Иветт подала мне вуаль и перчатки.

— Нечего надеяться на какую-нибудь помощь от этой семьи, — горько сказала я.

— Я, кажется, знаю один грех, мама. В течение многих лет ты находишься в преступной связи с одним человеком, — заявил Оскар.

— Такие шутки могут увести нас очень далеко, — начал Жан-Батист, но я его успокоила:

— Дай ему договорить, Жан-Батист. Что ты хочешь сказать, мой дорогой Оскар?

— Католическая церковь не признает гражданских браков. Вы с папой венчались в церкви или регистрировали свой брак в мэрии?

— Только в мэрии, — заверила я, в то время как мое сердце отбивало частые удары.

— Ну так ты грешна, мама, и этот грех имеет многолетнюю давность. Ну, а теперь поторопимся!

Мы пришли в часовню вовремя, чтобы успеть исповедаться, но я совсем запыхалась. Когда мы вернулись, гостиная была полна придворных, а мне еще следовало надеть коронационное платье. Я почти бежала меж придворных дам, которые низко приседали.

— Тетя, у тебя очень мало времени, — сказала мне Марселина, помогая постаревшей, но энергичной Мари раздевать меня.

Иветт подала мне пеньюар.

— Тетя, епископ ожидает в соборе, — напомнила Марселина, но и она вышла вслед за остальными.

Когда женщина кокетлива и постоянно смотрится в зеркало, она не пугается старости. Старость подкрадывается мало-помалу, и, глядясь в зеркало каждую минуту, ее не замечаешь. Мне сорок девять лет, и я так много смеялась и плакала в своей жизни, что вокруг моих глаз уже давно притаились маленькие морщинки. Две глубокие складки залегли в углах губ…

Я слегка подгримировала розовым кремом лоб и щеки. Маленькой щеткой я провела по бровям, подчеркнув их линию. А потом слегка припудрила веки золотой пудрой, точно так, как советовала мне Жозефина, та Жозефина…

Сколько посольств и представителей прибыли из всех стран! Как будто Швеция ждала моей коронации много лет…

Жан-Батист не понимает. Уж не думает ли он, что я вышла за него замуж в уверенности, что стану королевой?.. Неужели он не знает, что этой коронацией я даю свое согласие?.. Даже не согласие, а обещание. Что сейчас, в соборе, перед алтарем, я поклянусь быть верной и положить всю свою жизнь на службу нашей стране. Что это будет как клятва невесты. Я ведь не венчалась в церкви.

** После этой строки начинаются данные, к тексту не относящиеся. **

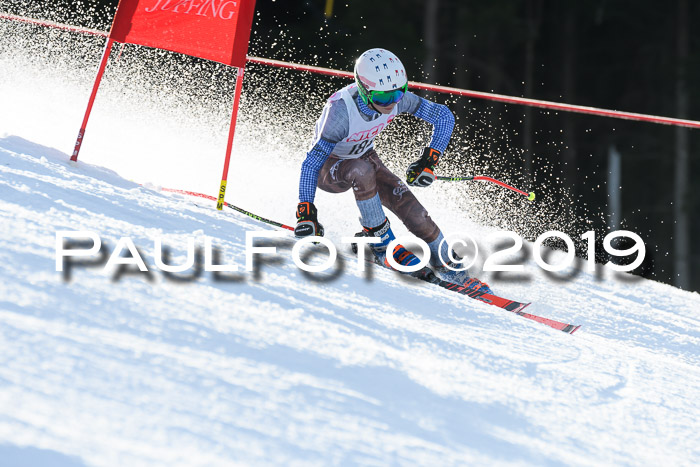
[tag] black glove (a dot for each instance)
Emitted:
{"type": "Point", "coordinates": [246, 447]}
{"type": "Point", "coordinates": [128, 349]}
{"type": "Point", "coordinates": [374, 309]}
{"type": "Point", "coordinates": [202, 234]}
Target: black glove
{"type": "Point", "coordinates": [307, 223]}
{"type": "Point", "coordinates": [420, 173]}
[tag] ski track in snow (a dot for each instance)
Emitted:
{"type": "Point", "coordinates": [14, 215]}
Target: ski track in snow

Но так как невеста должна быть молодой и красивой, я еще подкрасила щеки и губы.

Толпы собрались на улицах с пяти часов утра, чтобы видеть меня, проезжающей в коляске. Я не хочу их разочаровывать.

Большинству женщин позволено быть красивыми и молодыми в сорок девять лет, хотя их дети уже взрослые, а мужья на склоне лет. Этим женщинам можно уже начинать жить для себя. Только я — исключение. Я только начинаю свой путь. Свой трудовой, тяжелый путь. Но я не виновата, что я — основательница династии…

Потом я взяла темную пудру и попудрила нос. Когда заиграет орган, я заплачу. Я всегда плачу, когда слышу звуки органа. А когда я плачу, мой нос краснеет.

Господи, как сделать, чтобы хоть сегодня я была похожа на королеву!..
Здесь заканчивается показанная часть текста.